This case study delves into a situation involving an adult individual with a significantly high Body Mass Index (BMI) of 49, who underwent breast reduction surgery. The procedure was performed by a general surgeon with oncology specialization.
Allegedly, due to the patient’s elevated BMI, surgery was inappropriate and not performed. Following the operation, the patient developed an infection which necessitated a total left breast mastectomy.
This case raises critical questions about the standard of care provided. It also raises questions about whether the patient’s high BMI should have been considered a contraindication for this type of surgery.
Questions to the expert and their responses
As an expert in plastic surgery, how frequently do you perform breast reduction surgery?
In my practice as a board-certified plastic surgeon, I conduct breast reductions weekly. To provide some context, breast surgery constitutes approximately 75% of my overall plastic surgery practice.
What are the most crucial measures surgeons can implement to minimize postoperative infections after breast reduction surgery?
There are several key measures to minimize postoperative infections.

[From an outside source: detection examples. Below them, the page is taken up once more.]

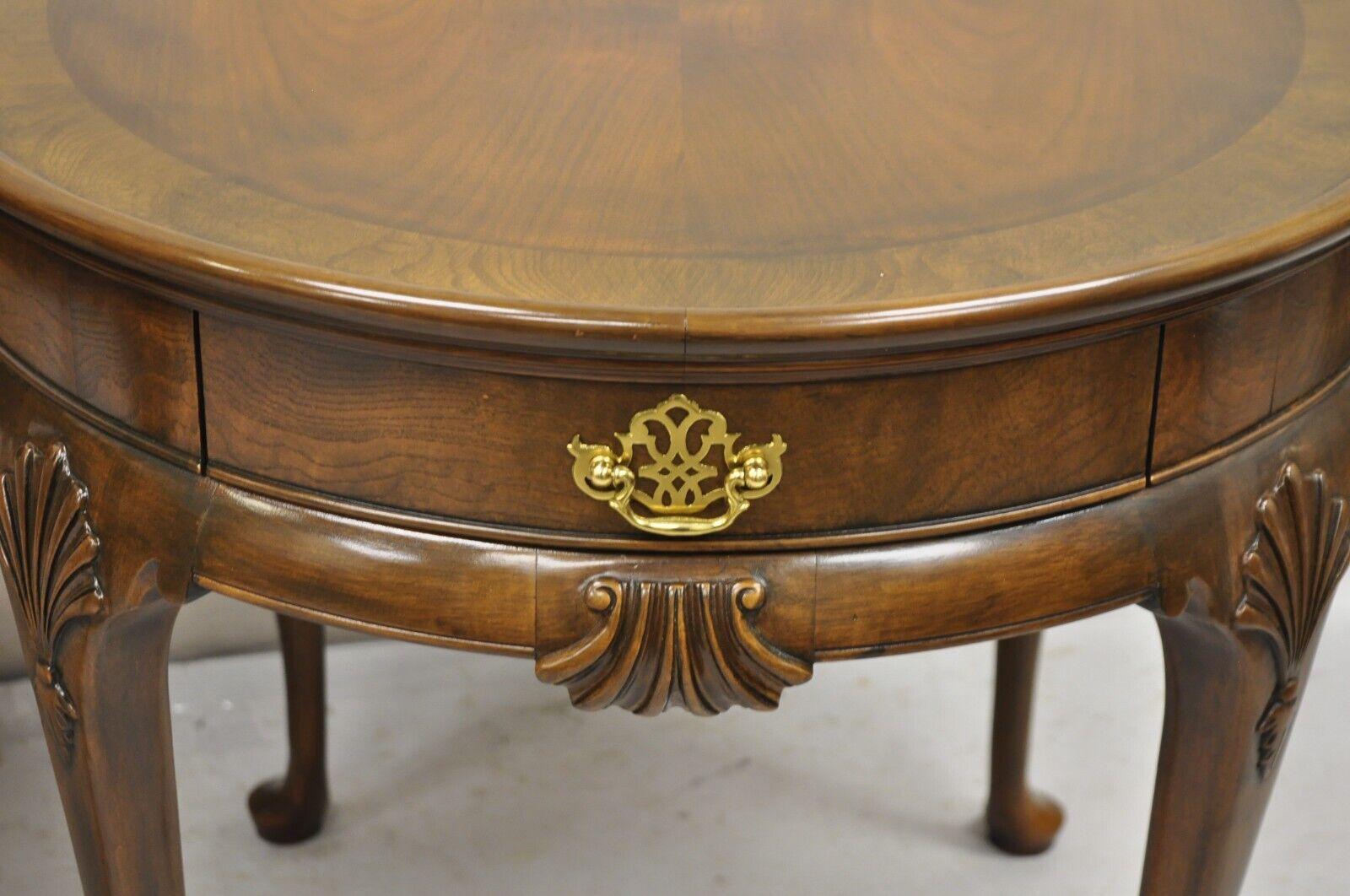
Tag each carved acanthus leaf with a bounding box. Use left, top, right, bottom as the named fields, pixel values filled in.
left=535, top=576, right=812, bottom=715
left=0, top=444, right=103, bottom=757
left=1234, top=464, right=1350, bottom=776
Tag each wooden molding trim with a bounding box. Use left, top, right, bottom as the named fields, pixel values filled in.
left=207, top=463, right=1145, bottom=553
left=0, top=443, right=104, bottom=763
left=193, top=574, right=535, bottom=656
left=1233, top=464, right=1350, bottom=777
left=535, top=576, right=812, bottom=715
left=1149, top=354, right=1350, bottom=486
left=0, top=342, right=204, bottom=473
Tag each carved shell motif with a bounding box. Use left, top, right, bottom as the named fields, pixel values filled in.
left=1234, top=464, right=1350, bottom=777
left=535, top=576, right=812, bottom=715
left=0, top=444, right=103, bottom=758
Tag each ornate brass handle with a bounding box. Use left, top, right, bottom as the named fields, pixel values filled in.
left=567, top=396, right=787, bottom=537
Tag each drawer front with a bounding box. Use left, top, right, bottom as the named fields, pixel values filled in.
left=1153, top=241, right=1350, bottom=470
left=201, top=316, right=1157, bottom=544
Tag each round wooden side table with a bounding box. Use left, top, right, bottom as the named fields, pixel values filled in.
left=0, top=0, right=1350, bottom=894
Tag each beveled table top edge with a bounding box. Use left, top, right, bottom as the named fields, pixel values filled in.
left=0, top=155, right=1350, bottom=364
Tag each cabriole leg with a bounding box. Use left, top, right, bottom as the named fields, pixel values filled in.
left=986, top=633, right=1064, bottom=856
left=248, top=615, right=328, bottom=844
left=0, top=444, right=184, bottom=896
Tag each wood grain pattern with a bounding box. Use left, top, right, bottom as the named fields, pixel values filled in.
left=0, top=218, right=201, bottom=456
left=0, top=0, right=1350, bottom=896
left=248, top=615, right=328, bottom=845
left=984, top=632, right=1064, bottom=856
left=0, top=354, right=211, bottom=896
left=0, top=0, right=1350, bottom=356
left=1233, top=464, right=1350, bottom=777
left=201, top=317, right=1157, bottom=539
left=0, top=443, right=104, bottom=763
left=535, top=576, right=812, bottom=715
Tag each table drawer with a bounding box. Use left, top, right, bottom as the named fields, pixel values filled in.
left=201, top=317, right=1157, bottom=544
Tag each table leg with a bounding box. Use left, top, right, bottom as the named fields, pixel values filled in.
left=248, top=615, right=328, bottom=844
left=0, top=445, right=184, bottom=896
left=986, top=633, right=1064, bottom=856
left=1141, top=466, right=1350, bottom=896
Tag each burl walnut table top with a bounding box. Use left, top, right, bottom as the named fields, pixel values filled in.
left=0, top=0, right=1350, bottom=355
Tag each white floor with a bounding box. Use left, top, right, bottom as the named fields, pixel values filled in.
left=0, top=596, right=1350, bottom=896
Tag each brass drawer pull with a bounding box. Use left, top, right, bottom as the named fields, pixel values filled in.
left=567, top=396, right=787, bottom=537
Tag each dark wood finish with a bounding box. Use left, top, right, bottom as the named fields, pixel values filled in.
left=0, top=365, right=205, bottom=894
left=248, top=615, right=328, bottom=845
left=0, top=0, right=1350, bottom=358
left=535, top=576, right=812, bottom=715
left=1143, top=461, right=1350, bottom=894
left=201, top=317, right=1157, bottom=539
left=0, top=219, right=201, bottom=457
left=0, top=0, right=1350, bottom=896
left=984, top=633, right=1064, bottom=856
left=1153, top=250, right=1350, bottom=468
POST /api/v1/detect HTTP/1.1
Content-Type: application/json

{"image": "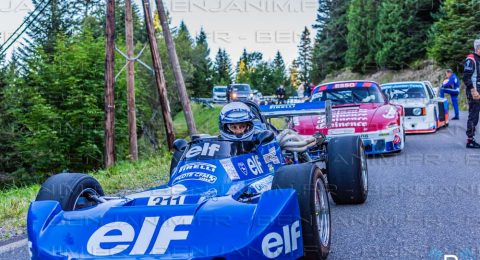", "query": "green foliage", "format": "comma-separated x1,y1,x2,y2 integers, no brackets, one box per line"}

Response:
310,0,350,82
375,0,438,69
428,0,480,70
192,29,213,97
5,27,108,177
345,0,379,73
0,154,171,240
297,27,312,83
214,48,233,86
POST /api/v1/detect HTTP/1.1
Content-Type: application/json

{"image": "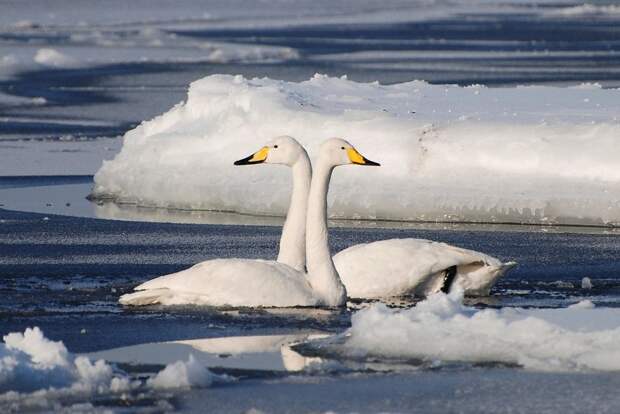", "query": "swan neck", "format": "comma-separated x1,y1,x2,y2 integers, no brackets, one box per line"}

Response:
277,151,312,272
306,158,347,306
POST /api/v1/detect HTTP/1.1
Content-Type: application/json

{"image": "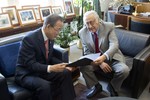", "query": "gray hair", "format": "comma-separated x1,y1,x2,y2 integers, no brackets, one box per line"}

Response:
43,14,64,27
83,10,100,24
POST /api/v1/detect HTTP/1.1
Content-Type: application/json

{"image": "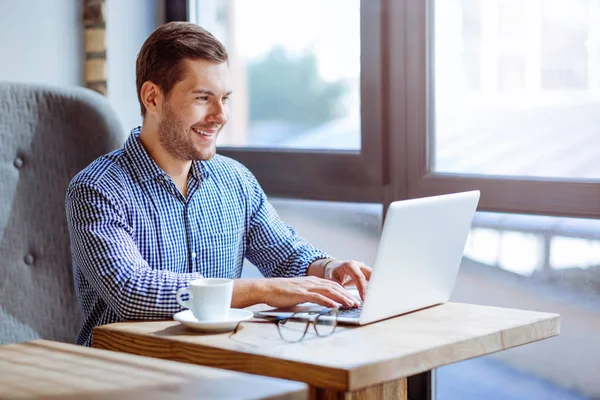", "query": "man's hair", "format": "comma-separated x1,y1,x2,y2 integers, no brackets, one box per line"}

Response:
135,22,228,116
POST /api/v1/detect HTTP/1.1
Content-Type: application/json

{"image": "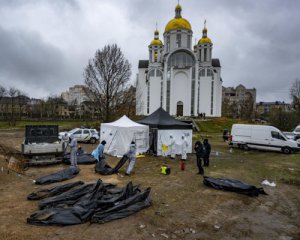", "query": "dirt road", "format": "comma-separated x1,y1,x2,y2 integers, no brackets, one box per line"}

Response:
0,131,300,240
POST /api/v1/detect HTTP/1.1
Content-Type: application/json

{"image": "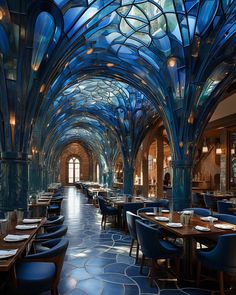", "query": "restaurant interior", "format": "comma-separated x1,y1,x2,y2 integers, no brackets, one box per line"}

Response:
0,0,236,295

These include careful patient selection, adhering to sterile and meticulous surgical techniques, and ensuring comprehensive postoperative care.
Are you familiar with Arkansas medical-legal rules?
Yes, I am well-acquainted with Arkansas medicolegal rules.
Have you ever reviewed a similar case? If yes, please elaborate.
I have indeed reviewed similar cases previously. These cases revolved around patient selection, risk mitigation strategies, and thorough evaluation of any deviation from the standard of care or potential negligence.
About the expert
This expert is a highly experienced plastic surgeon with over a decade of experience in the field. They are board-certified and have completed an esteemed fellowship in reconstructive microsurgery, contributing significantly to the field through numerous peer-reviewed articles, book chapters, and textbooks. Currently, they hold leadership positions in a medical device company and a wound care medical device company while also serving as the director of plastic surgery at a medical group. Their extensive background and active involvement in various professional organizations make them an authoritative figure in the realm of plastic and reconstructive surgery.